Lionel E. LaRochelle et al. v. Commissioner

DATED JUL. 12, 2022
DOCUMENT ATTRIBUTES
  • Case Name
    Lionel E. LaRochelle et al. v. Commissioner
  • Court
    United States Tax Court
  • Docket
    No. 10416-20S
  • Judge
    Leyden, Diana L.
  • Parallel Citation
    T.C. Summ. Op. 2022-12
  • Code Sections
  • Subject Area/Tax Topics
  • Jurisdictions
  • Tax Analysts Document Number
    2022-22543
  • Tax Analysts Electronic Citation
    2022 TNTF 133-20

Lionel E. LaRochelle et al. v. Commissioner

LIONEL E. LAROCHELLE AND MOLLY B. LAROCHELLE,
Petitioners
v.
COMMISSIONER OF INTERNAL REVENUE,
Respondent

United States Tax Court

Filed July 12, 2022

Arthur Lander, for petitioners.

William J. Gregg, for respondent.

SUMMARY OPINION

LEYDEN, Special Trial Judge: This case was heard pursuant to the provisions of section 7463 of the Internal Revenue Code1 in effect when the petition was filed. Pursuant to section, 7463(b), the decision to be entered is not reviewable by any other court, and this opinion shall not be treated as precedent for any other case.

The Internal Revenue Service (IRS)2 examined petitioners' 2017 joint federal income tax return. The IRS issued a notice of deficiency dated January 6, 2020, and determined a deficiency of $72,177 and a section 6662 accuracy-related penalty of $9,075 for 2017. Petitioners timely filed a Petition for redetermination pursuant to section 6213(a).

Petitioners concede the proposed 2017 federal income tax deficiency. Petitioners fully paid the proposed deficiency before filing their Petition. The sole issue for decision is whether for 2017 petitioners are liable for a section 6662 accuracy-related penalty.

Background

Some of the facts have been stipulated and are so found. The Stipulation of Facts is incorporated herein by this reference. At trial respondent introduced Proposed Trial Exhibits 1000-R, 1001-R, 1002-R, 1003-R, 1004-R, 1005-R, and 1006-R. Petitioners did not object to the admission of Proposed Trial Exhibits 1000-R and 1001-R. Petitioners objected to the admission of Exhibits 1002-R, 1003-R, 1004-R, 1005-R, and 1006-R. The Court overruled petitioners' objections to Exhibits 1003-R, 1004-R, 1005-R, and 1006-R and admitted these Exhibits into evidence. Petitioners objected to the admission of Exhibit 1002-R, on the basis of hearsay. Respondent argued that it qualified for the exception to hearsay under Federal Rule of Evidence 803(6) as a business record and indicated that he would have a witness testify as to why it was a business record. However, respondent never called a witness to so testify. During trial the Court reserved ruling on respondent's Proposed Trial Exhibit 1002-R. Petitioners' objection is sustained.

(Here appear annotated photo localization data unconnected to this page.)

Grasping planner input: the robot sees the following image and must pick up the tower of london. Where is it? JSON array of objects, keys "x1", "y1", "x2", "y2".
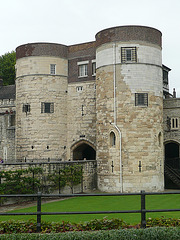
[{"x1": 0, "y1": 26, "x2": 180, "y2": 192}]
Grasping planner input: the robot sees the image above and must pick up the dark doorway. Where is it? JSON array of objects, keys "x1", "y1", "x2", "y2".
[
  {"x1": 164, "y1": 142, "x2": 180, "y2": 189},
  {"x1": 73, "y1": 143, "x2": 96, "y2": 160},
  {"x1": 165, "y1": 143, "x2": 179, "y2": 159}
]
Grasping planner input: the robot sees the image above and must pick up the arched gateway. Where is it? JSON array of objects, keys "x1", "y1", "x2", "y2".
[
  {"x1": 72, "y1": 140, "x2": 96, "y2": 160},
  {"x1": 164, "y1": 141, "x2": 180, "y2": 189}
]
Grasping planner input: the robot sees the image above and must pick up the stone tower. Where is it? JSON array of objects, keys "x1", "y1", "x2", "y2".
[
  {"x1": 96, "y1": 26, "x2": 164, "y2": 192},
  {"x1": 16, "y1": 43, "x2": 68, "y2": 161}
]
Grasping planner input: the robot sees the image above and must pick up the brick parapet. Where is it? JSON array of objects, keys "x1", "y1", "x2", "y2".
[{"x1": 96, "y1": 26, "x2": 162, "y2": 47}]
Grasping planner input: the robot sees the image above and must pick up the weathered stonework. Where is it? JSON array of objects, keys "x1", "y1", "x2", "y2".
[{"x1": 0, "y1": 26, "x2": 177, "y2": 192}]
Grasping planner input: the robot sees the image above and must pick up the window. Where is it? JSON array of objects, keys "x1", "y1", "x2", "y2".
[
  {"x1": 92, "y1": 60, "x2": 96, "y2": 76},
  {"x1": 41, "y1": 102, "x2": 54, "y2": 113},
  {"x1": 50, "y1": 64, "x2": 56, "y2": 75},
  {"x1": 22, "y1": 104, "x2": 30, "y2": 113},
  {"x1": 135, "y1": 93, "x2": 148, "y2": 106},
  {"x1": 9, "y1": 114, "x2": 15, "y2": 127},
  {"x1": 121, "y1": 47, "x2": 137, "y2": 63},
  {"x1": 76, "y1": 86, "x2": 83, "y2": 92},
  {"x1": 79, "y1": 64, "x2": 88, "y2": 77},
  {"x1": 171, "y1": 118, "x2": 179, "y2": 129},
  {"x1": 110, "y1": 132, "x2": 116, "y2": 147}
]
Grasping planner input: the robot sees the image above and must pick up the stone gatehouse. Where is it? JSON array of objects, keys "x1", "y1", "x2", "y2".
[{"x1": 0, "y1": 26, "x2": 180, "y2": 192}]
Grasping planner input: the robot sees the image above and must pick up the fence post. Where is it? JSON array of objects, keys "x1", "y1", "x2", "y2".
[
  {"x1": 141, "y1": 191, "x2": 146, "y2": 228},
  {"x1": 37, "y1": 192, "x2": 42, "y2": 232}
]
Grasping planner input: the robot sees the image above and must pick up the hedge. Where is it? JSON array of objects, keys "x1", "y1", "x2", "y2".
[{"x1": 0, "y1": 227, "x2": 180, "y2": 240}]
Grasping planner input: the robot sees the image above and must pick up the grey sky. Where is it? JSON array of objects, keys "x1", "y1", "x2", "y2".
[{"x1": 0, "y1": 0, "x2": 180, "y2": 97}]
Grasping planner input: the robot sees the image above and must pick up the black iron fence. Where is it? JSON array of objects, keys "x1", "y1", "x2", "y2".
[{"x1": 0, "y1": 191, "x2": 180, "y2": 232}]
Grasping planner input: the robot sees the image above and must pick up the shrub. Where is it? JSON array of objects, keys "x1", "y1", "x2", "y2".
[{"x1": 0, "y1": 227, "x2": 180, "y2": 240}]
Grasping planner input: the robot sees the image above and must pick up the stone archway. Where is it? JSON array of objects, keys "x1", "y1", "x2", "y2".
[
  {"x1": 165, "y1": 142, "x2": 179, "y2": 167},
  {"x1": 164, "y1": 141, "x2": 180, "y2": 189},
  {"x1": 72, "y1": 140, "x2": 96, "y2": 160}
]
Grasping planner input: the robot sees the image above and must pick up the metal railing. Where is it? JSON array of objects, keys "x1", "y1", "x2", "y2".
[{"x1": 0, "y1": 191, "x2": 180, "y2": 232}]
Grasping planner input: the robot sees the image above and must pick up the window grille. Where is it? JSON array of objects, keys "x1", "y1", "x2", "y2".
[
  {"x1": 79, "y1": 64, "x2": 88, "y2": 77},
  {"x1": 121, "y1": 47, "x2": 137, "y2": 63},
  {"x1": 50, "y1": 64, "x2": 56, "y2": 75},
  {"x1": 92, "y1": 62, "x2": 96, "y2": 76},
  {"x1": 171, "y1": 118, "x2": 179, "y2": 129},
  {"x1": 41, "y1": 102, "x2": 54, "y2": 113},
  {"x1": 22, "y1": 104, "x2": 30, "y2": 113},
  {"x1": 135, "y1": 93, "x2": 148, "y2": 106}
]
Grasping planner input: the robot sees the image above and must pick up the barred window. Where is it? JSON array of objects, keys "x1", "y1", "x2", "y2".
[
  {"x1": 121, "y1": 47, "x2": 137, "y2": 63},
  {"x1": 22, "y1": 104, "x2": 30, "y2": 113},
  {"x1": 79, "y1": 64, "x2": 88, "y2": 77},
  {"x1": 171, "y1": 118, "x2": 179, "y2": 129},
  {"x1": 41, "y1": 102, "x2": 54, "y2": 113},
  {"x1": 76, "y1": 86, "x2": 83, "y2": 92},
  {"x1": 9, "y1": 114, "x2": 16, "y2": 127},
  {"x1": 135, "y1": 93, "x2": 148, "y2": 106},
  {"x1": 50, "y1": 64, "x2": 56, "y2": 75},
  {"x1": 110, "y1": 132, "x2": 116, "y2": 147},
  {"x1": 92, "y1": 62, "x2": 96, "y2": 76}
]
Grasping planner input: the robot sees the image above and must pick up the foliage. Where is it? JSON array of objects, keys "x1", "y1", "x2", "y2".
[
  {"x1": 0, "y1": 168, "x2": 42, "y2": 198},
  {"x1": 0, "y1": 218, "x2": 180, "y2": 240},
  {"x1": 146, "y1": 217, "x2": 180, "y2": 227},
  {"x1": 0, "y1": 51, "x2": 16, "y2": 85},
  {"x1": 48, "y1": 165, "x2": 83, "y2": 189}
]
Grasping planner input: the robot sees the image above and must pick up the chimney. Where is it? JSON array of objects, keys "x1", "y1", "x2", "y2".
[{"x1": 173, "y1": 88, "x2": 176, "y2": 98}]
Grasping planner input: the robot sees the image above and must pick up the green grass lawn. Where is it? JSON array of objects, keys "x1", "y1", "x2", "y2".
[{"x1": 0, "y1": 195, "x2": 180, "y2": 224}]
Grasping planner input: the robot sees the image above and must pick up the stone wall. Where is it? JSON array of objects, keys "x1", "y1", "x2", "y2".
[
  {"x1": 163, "y1": 98, "x2": 180, "y2": 144},
  {"x1": 96, "y1": 25, "x2": 164, "y2": 192},
  {"x1": 16, "y1": 57, "x2": 67, "y2": 161},
  {"x1": 67, "y1": 81, "x2": 96, "y2": 159},
  {"x1": 0, "y1": 99, "x2": 16, "y2": 162}
]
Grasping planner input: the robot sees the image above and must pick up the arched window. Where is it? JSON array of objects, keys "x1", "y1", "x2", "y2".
[{"x1": 110, "y1": 132, "x2": 116, "y2": 147}]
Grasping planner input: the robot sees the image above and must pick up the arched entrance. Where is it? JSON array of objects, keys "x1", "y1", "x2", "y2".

Petitioners resided in Florida when they timely filed the petition.

I. Petitioners' 2017 Tax Return

Petitioners requested an extension of time to file their 2017 tax return until October 15, 2018, and filed it on October 14, 2018. To prepare their federal income tax returns petitioners collected documents that they had received and provided them to their tax professional, Mr. Lander.3 Petitioners followed this procedure for both 2016 and 2017. Beyond that, petitioners relied on Mr. Lander to prepare and submit their federal income tax returns.

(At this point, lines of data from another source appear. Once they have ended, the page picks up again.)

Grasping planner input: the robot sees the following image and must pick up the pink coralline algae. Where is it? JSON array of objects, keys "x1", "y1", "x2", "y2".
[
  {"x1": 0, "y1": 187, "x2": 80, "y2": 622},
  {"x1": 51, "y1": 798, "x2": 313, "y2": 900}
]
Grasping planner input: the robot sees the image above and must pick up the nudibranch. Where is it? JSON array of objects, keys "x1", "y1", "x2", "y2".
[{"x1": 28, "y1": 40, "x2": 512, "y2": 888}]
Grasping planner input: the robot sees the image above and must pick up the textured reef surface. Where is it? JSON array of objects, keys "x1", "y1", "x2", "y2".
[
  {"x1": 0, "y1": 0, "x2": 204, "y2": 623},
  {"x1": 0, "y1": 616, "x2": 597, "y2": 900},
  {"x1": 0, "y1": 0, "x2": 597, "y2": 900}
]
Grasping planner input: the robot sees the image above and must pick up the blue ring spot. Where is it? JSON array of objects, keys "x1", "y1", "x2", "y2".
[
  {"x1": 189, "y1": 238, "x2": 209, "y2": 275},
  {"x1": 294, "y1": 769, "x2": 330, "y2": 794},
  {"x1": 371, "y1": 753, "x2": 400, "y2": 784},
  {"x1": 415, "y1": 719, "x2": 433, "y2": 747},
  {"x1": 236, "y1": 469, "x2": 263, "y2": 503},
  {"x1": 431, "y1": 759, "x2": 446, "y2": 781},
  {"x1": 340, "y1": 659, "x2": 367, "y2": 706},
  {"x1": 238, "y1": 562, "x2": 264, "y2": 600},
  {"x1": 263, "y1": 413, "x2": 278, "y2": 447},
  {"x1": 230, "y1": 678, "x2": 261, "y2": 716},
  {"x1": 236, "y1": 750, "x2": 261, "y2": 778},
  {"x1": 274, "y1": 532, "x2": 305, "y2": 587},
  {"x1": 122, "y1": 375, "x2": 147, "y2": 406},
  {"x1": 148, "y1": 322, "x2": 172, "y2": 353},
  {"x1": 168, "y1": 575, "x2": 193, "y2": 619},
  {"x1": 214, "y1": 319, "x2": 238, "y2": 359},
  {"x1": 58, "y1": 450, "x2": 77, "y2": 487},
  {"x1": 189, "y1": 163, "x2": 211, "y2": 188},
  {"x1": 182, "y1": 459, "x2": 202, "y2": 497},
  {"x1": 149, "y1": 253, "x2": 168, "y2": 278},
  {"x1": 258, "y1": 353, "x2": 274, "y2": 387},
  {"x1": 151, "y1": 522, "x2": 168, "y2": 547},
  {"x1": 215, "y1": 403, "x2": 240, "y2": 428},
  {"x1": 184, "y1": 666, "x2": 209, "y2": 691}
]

II. Petitioners' Move to Florida

During 2016 petitioners moved from Washington, D.C., to Florida. During 2017 petitioners lived in Florida, but they also owned a house in Washington, D.C. Petitioners signed up for and used mail forwarding through the U.S. Postal Service to forward mail from their Washington, D.C., house to their new residence in Florida. After starting mail forwarding, petitioners received mail at their Florida residence that had been mailed to their Washington, D.C., house, including monthly bills.

Petitioners received a Form 1099–R, Distributions From Pensions, Annuities, Retirement or Profit-Sharing Plans, from Fidelity with respect to a distribution of $60,000 during 2016 from an Individual Retirement Account (IRA). That Form 1099–R listed petitioners' address in Florida. Petitioners reported that distribution on their 2016 tax return. National Financial Services, LLC,4 issued a Form 1099–R to Mr. LaRochelle with respect to a distribution of $238,000 from an IRA during 2017. That Form 1099–R listed petitioners' Washington, D.C., address.

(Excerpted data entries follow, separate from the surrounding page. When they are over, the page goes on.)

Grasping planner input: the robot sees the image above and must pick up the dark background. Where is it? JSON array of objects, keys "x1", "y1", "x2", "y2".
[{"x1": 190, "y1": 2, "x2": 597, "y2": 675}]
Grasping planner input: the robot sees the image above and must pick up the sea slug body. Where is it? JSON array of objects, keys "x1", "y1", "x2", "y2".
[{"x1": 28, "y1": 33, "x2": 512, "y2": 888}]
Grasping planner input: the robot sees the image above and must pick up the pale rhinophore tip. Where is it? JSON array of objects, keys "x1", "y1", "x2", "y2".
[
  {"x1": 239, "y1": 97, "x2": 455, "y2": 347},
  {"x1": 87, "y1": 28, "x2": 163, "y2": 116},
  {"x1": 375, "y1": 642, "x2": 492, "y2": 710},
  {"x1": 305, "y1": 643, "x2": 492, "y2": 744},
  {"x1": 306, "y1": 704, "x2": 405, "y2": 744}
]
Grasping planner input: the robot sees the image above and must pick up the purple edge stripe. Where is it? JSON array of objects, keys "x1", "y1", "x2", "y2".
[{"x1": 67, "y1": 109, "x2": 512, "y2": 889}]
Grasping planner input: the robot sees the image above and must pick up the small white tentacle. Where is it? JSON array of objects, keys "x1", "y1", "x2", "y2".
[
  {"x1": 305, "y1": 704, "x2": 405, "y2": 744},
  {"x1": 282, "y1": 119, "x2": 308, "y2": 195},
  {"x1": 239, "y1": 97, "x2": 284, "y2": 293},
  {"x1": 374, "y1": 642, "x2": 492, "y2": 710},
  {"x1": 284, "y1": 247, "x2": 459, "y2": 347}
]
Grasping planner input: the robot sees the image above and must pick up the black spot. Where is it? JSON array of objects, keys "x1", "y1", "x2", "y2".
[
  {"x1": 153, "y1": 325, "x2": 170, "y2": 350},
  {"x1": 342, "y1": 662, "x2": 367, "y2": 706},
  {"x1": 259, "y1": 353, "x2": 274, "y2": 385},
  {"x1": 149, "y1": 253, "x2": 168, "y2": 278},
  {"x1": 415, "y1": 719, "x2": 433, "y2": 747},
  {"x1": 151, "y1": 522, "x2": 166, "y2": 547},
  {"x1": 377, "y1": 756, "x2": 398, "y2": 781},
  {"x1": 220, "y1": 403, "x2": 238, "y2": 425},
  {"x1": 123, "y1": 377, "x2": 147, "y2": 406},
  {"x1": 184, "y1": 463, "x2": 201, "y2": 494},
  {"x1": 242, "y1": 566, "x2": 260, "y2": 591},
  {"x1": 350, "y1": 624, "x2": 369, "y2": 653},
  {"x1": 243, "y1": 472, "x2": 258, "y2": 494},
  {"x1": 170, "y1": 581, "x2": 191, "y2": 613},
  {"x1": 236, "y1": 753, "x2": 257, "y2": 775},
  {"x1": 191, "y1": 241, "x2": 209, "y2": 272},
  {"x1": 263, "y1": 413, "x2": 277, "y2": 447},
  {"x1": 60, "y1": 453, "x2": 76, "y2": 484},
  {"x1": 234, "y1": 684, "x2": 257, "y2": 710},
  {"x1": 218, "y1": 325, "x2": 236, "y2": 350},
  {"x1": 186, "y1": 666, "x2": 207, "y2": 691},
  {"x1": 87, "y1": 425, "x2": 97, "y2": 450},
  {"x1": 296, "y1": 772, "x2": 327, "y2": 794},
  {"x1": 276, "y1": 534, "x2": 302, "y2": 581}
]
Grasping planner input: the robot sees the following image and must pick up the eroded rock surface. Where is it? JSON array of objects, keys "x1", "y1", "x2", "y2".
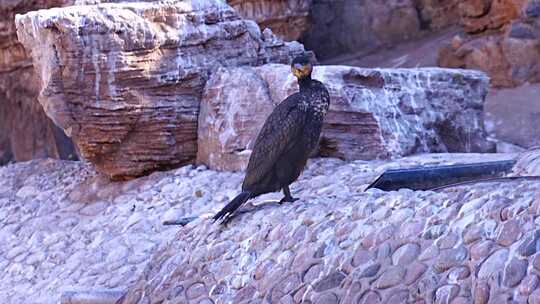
[
  {"x1": 0, "y1": 0, "x2": 77, "y2": 165},
  {"x1": 514, "y1": 147, "x2": 540, "y2": 176},
  {"x1": 118, "y1": 154, "x2": 540, "y2": 303},
  {"x1": 301, "y1": 0, "x2": 459, "y2": 59},
  {"x1": 16, "y1": 0, "x2": 303, "y2": 178},
  {"x1": 439, "y1": 0, "x2": 540, "y2": 87},
  {"x1": 197, "y1": 64, "x2": 493, "y2": 170},
  {"x1": 227, "y1": 0, "x2": 312, "y2": 41},
  {"x1": 0, "y1": 154, "x2": 520, "y2": 304}
]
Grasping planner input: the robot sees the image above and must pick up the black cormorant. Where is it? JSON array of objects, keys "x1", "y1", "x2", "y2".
[{"x1": 214, "y1": 54, "x2": 330, "y2": 222}]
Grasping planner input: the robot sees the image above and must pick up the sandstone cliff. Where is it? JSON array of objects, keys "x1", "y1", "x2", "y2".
[
  {"x1": 439, "y1": 0, "x2": 540, "y2": 87},
  {"x1": 197, "y1": 64, "x2": 493, "y2": 170},
  {"x1": 0, "y1": 0, "x2": 77, "y2": 165},
  {"x1": 16, "y1": 0, "x2": 303, "y2": 178}
]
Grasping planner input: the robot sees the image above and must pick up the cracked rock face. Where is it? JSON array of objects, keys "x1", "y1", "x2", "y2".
[
  {"x1": 438, "y1": 0, "x2": 540, "y2": 87},
  {"x1": 227, "y1": 0, "x2": 312, "y2": 41},
  {"x1": 0, "y1": 0, "x2": 77, "y2": 165},
  {"x1": 197, "y1": 64, "x2": 493, "y2": 170},
  {"x1": 16, "y1": 0, "x2": 303, "y2": 178}
]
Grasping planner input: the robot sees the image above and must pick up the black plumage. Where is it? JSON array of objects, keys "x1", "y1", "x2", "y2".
[{"x1": 214, "y1": 55, "x2": 330, "y2": 222}]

III. Mr. LaRochelle's Businesses

During 2017 Mr. LaRochelle was professionally engaged in more than ten business partnerships. He was required to report taxes for those partnerships in more than five states. With respect to one partnership, which held hotel real estate assets, Mr. LaRochelle was the overseeing general manager and was in charge of its day-to-day operations, as well as its recordkeeping.

IV. IRS Correspondence

The IRS Automated Underreporter (AUR) program detected a mismatch between the income reported on petitioners' 2017 tax return and the amount that petitioners' IRA custodian, National Financial Services, LLC, reported to the IRS. As a result the IRS issued petitioners a computer-generated CP2000 notice and proposed a deficiency stemming from the missing $238,000 IRA distribution.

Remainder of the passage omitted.